Thursday, 4 February 2010
Staying Focused in a Scattered Season
I flip from Word back to my browser to look up the correct spelling of the winery I’m writing about, but see my notifications lighting up on Facebook. Soon I’ve scrolled down 100 Twitter updates (how did I get on the Twitter tab anyway?) before I come back to myself and back to my work, the article due 30 minutes ago.
Come on, Kim, focus, I whisper-scold.
It’s also interview time for a multi-issue quarterly publication I work on, which is my favorite because I get to ask people about their stories all day, but it’s also unsettling. Difficult because I have five interviews scheduled across an afternoon, or three here and there during the day, and it’s the in-between times where I get lost.
My day fragmented, I divide things up into chunks and then watch each piece fall through my fingers.
Flitting from task to task, I feel like I’m barely holding on to where I’m supposed to be, checklists in my head, actual check marks on the paper, stacks of notes piling up. Nearly I every day I get up and sit right back down again, today it was because I’d just remembered what he said about emailing him for the photos and I’d better do it now before the memory flies away again.

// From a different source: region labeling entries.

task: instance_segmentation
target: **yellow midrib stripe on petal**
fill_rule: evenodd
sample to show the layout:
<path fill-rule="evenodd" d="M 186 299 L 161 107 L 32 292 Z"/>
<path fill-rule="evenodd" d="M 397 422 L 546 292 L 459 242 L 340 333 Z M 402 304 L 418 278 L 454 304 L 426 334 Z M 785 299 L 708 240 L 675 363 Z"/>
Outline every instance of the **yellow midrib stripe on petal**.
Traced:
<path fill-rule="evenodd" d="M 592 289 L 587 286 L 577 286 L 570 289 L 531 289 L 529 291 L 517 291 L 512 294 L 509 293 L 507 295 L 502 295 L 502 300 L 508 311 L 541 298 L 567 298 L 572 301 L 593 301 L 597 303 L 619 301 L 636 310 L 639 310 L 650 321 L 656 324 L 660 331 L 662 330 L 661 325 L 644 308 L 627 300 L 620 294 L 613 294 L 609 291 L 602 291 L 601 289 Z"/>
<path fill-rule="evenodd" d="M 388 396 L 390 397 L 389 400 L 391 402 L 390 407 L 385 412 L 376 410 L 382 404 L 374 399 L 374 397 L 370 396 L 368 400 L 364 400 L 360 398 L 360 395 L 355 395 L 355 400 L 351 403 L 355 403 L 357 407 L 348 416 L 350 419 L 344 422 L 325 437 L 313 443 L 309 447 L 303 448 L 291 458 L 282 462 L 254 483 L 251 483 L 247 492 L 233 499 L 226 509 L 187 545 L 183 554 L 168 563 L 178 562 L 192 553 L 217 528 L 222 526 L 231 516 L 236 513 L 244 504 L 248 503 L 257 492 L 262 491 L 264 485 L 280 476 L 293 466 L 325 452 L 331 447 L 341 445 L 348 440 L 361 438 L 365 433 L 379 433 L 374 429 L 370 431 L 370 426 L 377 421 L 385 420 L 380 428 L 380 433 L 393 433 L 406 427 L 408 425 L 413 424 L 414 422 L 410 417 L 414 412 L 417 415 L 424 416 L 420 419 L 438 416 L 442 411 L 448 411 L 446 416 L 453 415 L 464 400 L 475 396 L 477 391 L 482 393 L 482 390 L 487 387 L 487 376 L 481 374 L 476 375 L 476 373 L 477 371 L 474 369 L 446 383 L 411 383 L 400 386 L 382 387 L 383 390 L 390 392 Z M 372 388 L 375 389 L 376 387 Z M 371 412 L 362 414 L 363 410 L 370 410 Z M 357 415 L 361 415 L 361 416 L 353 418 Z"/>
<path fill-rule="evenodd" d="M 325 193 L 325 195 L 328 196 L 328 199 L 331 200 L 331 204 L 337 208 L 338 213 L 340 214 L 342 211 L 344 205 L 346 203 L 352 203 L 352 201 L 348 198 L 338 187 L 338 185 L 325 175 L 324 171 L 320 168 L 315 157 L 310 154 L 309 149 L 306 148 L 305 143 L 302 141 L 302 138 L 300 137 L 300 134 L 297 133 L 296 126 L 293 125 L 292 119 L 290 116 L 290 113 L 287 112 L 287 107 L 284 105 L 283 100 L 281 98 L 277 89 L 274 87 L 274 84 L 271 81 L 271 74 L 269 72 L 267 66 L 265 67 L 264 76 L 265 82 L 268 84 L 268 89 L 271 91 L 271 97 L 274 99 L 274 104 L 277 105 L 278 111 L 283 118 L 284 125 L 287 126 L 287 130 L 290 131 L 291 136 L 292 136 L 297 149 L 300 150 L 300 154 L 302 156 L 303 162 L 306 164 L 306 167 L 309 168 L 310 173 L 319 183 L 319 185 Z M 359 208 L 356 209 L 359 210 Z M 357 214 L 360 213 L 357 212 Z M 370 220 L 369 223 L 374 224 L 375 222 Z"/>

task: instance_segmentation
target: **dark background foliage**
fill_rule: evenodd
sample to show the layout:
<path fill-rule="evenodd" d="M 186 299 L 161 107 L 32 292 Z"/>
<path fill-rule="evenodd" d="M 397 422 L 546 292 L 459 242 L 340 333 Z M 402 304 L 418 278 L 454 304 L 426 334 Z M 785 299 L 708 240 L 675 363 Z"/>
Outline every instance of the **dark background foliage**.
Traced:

My tasks are like this — I feel like so many of them are on the tips of my fingers, a breath away from falling into the recesses completely if I don’t curl my finger, hook and reel them in now, write it down somewhere, make a note, check a box, then I’ll have a blessed minute to attend to the kids, then finally sweep the crumb-ridden floor, then think about dinner, bedtime, baths.
I seem to have forgotten how to focus on anything.
I’m getting to the end of Barbara Brown Taylor’s ‘An Altar in the World,’ and I don’t even know what to do about practicing Sabbath. Forget focusing on work for two hours — the practice of Sabbath is focusing on self, minimizing distractions, and resting (what’s that?) for a full day. Or if you’re out of practice, doing what you can to be present. I look around to find myself and see: I’m anywhere but here.
I’m seeing how prayer is practicing being present, prayer is everything. It’s possible to pray all day just by noticing your life.
Just now, I added two interviews to my calendar for tomorrow. And so it continues.
I believe there are seasons of necessary scattering, but soon our souls will know they’re lost. Soon I realize I haven’t really seen my children all day and not because they’re not right here. Soon you’re weary of tying up the dangling threads of thought that clutter.
In that moment, give in. It’s what your soul is asking you to do anyway, and it’s not weakness. It’s strength. Rest in the midst of it, acknowledge the mess is still there, and turn on your peripheral vision.
Breathe in God, breathe out praise. In the midst of the scattered mind, bring it to focus for a moment on a pinpoint of truth: I am here. I am nowhere else.I can resist the pull of distraction. It doesn’t rule me.
Then, continue being faithful in your work, but with a new vision: Present. Imperfect, messy, but all there.